Junkyard Find: 1948 Dodge Custom Sedan

For a few years after the end of World War II, Detroit's automakers sold mildly facelifted prewar designs while they made the switch back to peacetime production. Chrysler managed the feat for the 1949 model year; we admired a Plymouth Special Deluxe sedan from that year in a Colorado car graveyard last summer, and today we're going to take a look at an example of one of the last of the stopgap postwar Chrysler products: this '48 Dodge in a yard just south of Denver.

junkyard find 1948 dodge custom sedan

The 1946-1948 Dodges and Plymouths (and DeSotos) were mechanically nearly identical, but it was easy to tell them apart at a glance.

junkyard find 1948 dodge custom sedan

The Dodge of that period got this imposing slab of a rectangular grille and front fenders that extended into the front doors, while its cheaper Plymouth sibling got a more understated grille and shorter fenders.

junkyard find 1948 dodge custom sedan

The '48 Dodge looked old-fashioned in its day, and so I shot this photograph with an Ansco Memo camera (which was made to shoot then-cheap 35mm movie film) from the late 1920s.

junkyard find 1948 dodge custom sedan

Colorado Auto & Parts recently cleared out a remote storage yard, placing better than 100 vintage cars and trucks from the 1940s through the 1970s in the regular U-Pull-It inventory. That includes nearly two dozen 1964-1973 Ford Mustangs and Mercury Cougars, plus some fascinating European machinery. Look for more of this treasure trove in future articles from me.

junkyard find 1948 dodge custom sedan

It's nearly impossible to tell 1946, 1947 and 1948 Dodges apart, but the body number of this one says it's an early-model-year '48, built at the plant in Hamtramck, Michigan.

junkyard find 1948 dodge custom sedan

The 1948 Dodge came in two trim levels: DeLuxe and Custom. The metal trim around the windows says this is a Custom, the more upscale of the two.

junkyard find 1948 dodge custom sedan

The MSRP of a 1948 Dodge Custom four-door sedan was $1,788, or about $23,062 in 2023 dollars. Its Plymouth Special Deluxe counterpart started at just $1,529 ($19,722 after inflation).

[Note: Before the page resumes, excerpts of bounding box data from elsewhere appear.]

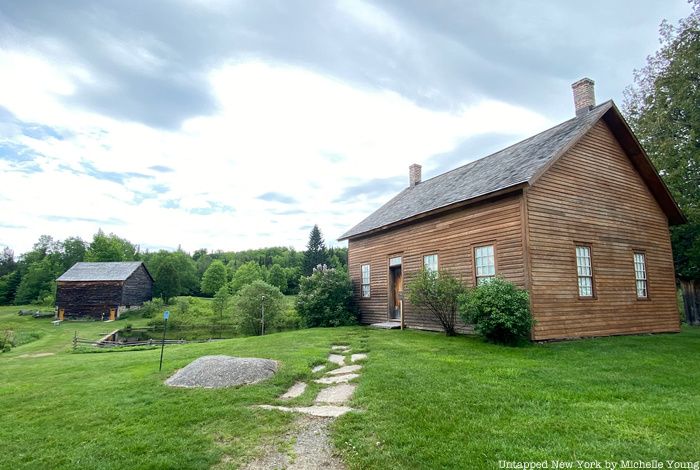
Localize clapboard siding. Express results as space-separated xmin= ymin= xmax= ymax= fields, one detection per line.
xmin=348 ymin=192 xmax=526 ymax=331
xmin=525 ymin=121 xmax=679 ymax=339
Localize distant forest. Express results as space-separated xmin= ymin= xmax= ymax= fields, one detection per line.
xmin=0 ymin=226 xmax=348 ymax=306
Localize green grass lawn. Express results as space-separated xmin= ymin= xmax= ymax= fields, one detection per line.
xmin=0 ymin=307 xmax=700 ymax=469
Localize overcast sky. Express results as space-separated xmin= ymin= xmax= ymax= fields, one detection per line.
xmin=0 ymin=0 xmax=690 ymax=253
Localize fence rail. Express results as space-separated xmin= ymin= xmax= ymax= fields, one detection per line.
xmin=73 ymin=336 xmax=221 ymax=349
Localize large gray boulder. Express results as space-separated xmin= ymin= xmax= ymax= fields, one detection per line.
xmin=165 ymin=356 xmax=277 ymax=388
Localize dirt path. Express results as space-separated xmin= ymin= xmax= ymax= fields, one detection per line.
xmin=245 ymin=345 xmax=367 ymax=470
xmin=245 ymin=416 xmax=345 ymax=470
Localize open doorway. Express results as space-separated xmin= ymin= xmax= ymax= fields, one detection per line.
xmin=389 ymin=257 xmax=403 ymax=321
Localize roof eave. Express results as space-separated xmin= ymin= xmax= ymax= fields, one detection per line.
xmin=602 ymin=103 xmax=688 ymax=225
xmin=338 ymin=182 xmax=529 ymax=241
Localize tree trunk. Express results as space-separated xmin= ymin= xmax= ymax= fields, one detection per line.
xmin=681 ymin=280 xmax=700 ymax=326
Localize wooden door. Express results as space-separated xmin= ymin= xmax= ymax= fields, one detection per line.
xmin=389 ymin=266 xmax=403 ymax=320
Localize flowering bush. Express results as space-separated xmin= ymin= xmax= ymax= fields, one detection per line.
xmin=297 ymin=265 xmax=357 ymax=327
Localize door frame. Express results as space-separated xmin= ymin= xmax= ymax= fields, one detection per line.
xmin=386 ymin=252 xmax=404 ymax=328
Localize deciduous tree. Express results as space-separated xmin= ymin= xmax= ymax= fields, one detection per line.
xmin=624 ymin=0 xmax=700 ymax=323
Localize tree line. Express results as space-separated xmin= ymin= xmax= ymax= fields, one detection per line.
xmin=0 ymin=226 xmax=347 ymax=305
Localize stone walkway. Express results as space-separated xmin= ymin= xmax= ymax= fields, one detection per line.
xmin=246 ymin=344 xmax=367 ymax=470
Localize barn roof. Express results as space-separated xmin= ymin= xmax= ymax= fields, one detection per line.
xmin=340 ymin=101 xmax=684 ymax=240
xmin=56 ymin=261 xmax=150 ymax=281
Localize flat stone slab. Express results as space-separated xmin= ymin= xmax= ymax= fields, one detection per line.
xmin=370 ymin=321 xmax=401 ymax=330
xmin=314 ymin=384 xmax=357 ymax=405
xmin=280 ymin=382 xmax=306 ymax=400
xmin=258 ymin=405 xmax=352 ymax=418
xmin=165 ymin=356 xmax=277 ymax=388
xmin=314 ymin=374 xmax=360 ymax=385
xmin=17 ymin=353 xmax=56 ymax=357
xmin=328 ymin=354 xmax=345 ymax=366
xmin=327 ymin=365 xmax=362 ymax=375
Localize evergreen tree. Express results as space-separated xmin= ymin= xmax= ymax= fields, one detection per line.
xmin=153 ymin=260 xmax=181 ymax=304
xmin=302 ymin=225 xmax=329 ymax=276
xmin=267 ymin=264 xmax=287 ymax=293
xmin=231 ymin=261 xmax=265 ymax=293
xmin=202 ymin=259 xmax=228 ymax=295
xmin=0 ymin=246 xmax=17 ymax=276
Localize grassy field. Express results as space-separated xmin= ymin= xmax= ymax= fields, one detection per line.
xmin=0 ymin=307 xmax=700 ymax=469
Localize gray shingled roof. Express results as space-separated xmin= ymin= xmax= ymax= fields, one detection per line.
xmin=340 ymin=101 xmax=613 ymax=240
xmin=56 ymin=261 xmax=143 ymax=281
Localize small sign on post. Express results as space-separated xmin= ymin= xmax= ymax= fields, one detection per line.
xmin=158 ymin=310 xmax=170 ymax=372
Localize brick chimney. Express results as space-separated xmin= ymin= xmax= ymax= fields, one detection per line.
xmin=408 ymin=163 xmax=421 ymax=188
xmin=571 ymin=78 xmax=595 ymax=116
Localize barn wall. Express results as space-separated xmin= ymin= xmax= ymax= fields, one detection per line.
xmin=121 ymin=264 xmax=153 ymax=307
xmin=348 ymin=193 xmax=525 ymax=331
xmin=526 ymin=122 xmax=679 ymax=339
xmin=56 ymin=281 xmax=122 ymax=319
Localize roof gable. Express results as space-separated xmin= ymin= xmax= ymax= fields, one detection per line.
xmin=340 ymin=101 xmax=685 ymax=240
xmin=56 ymin=261 xmax=153 ymax=282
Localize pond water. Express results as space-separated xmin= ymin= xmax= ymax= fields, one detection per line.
xmin=113 ymin=325 xmax=240 ymax=344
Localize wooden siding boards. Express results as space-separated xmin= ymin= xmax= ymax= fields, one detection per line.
xmin=526 ymin=121 xmax=680 ymax=339
xmin=121 ymin=264 xmax=153 ymax=307
xmin=56 ymin=281 xmax=122 ymax=318
xmin=56 ymin=264 xmax=153 ymax=319
xmin=348 ymin=191 xmax=526 ymax=332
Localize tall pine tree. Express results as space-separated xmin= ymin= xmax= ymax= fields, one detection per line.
xmin=302 ymin=225 xmax=329 ymax=276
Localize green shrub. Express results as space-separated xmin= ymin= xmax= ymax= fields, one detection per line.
xmin=234 ymin=280 xmax=284 ymax=335
xmin=406 ymin=269 xmax=467 ymax=336
xmin=0 ymin=330 xmax=15 ymax=352
xmin=273 ymin=296 xmax=302 ymax=331
xmin=297 ymin=267 xmax=357 ymax=327
xmin=460 ymin=277 xmax=534 ymax=344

junkyard find 1948 dodge custom sedan

This one has some pricey options, including an AM radio and a heater. Yes, heaters were considered frivolous luxuries by many buyers of affordable cars in the 1940s. Just wear warmer clothes for that drive across North Dakota in January!

junkyard find 1948 dodge custom sedan

Chrysler was still putting flathead engines in all of its North American-market cars and trucks in 1948. The overhead-valve Hemi V8 didn't show up until the 1951 model year (and didn't find its way into Dodge cars until 1954), and the overhead-valve Slant-6 didn't replace the flathead six in cars until the 1960 model year.

junkyard find 1948 dodge custom sedan

High-end Chrysler-badged models got straight-eight flatheads at this time, but 1948 Dodges got a 230-cubic-inch (3.8-liter) flathead six rated at 102 horsepower; the '48 Plymouths received the 217-cubic-inch (3.6-liter) version with 95 horses. This car's engine might be the original one, but swaps happened frequently with these cars.

junkyard find 1948 dodge custom sedan

Starting with the 1947 model year, Dodge cars got Chrysler's "Fluid Drive" transmission as standard equipment. This was a three-on-the-tree manual with a fluid coupling that required less use of the clutch pedal and fewer shifts. It wasn't an automatic, but it added a layer of idiot-proofing to the ordinary manual.

junkyard find 1948 dodge custom sedan

This car spent too many decades sitting outdoors to be worth restoring, especially given the relatively low value of immediate-postwar four-door sedans.

junkyard find 1948 dodge custom sedan

Some of its parts are in good enough condition to live on in other cars. I've already grabbed a few bits for my 1941 Plymouth project.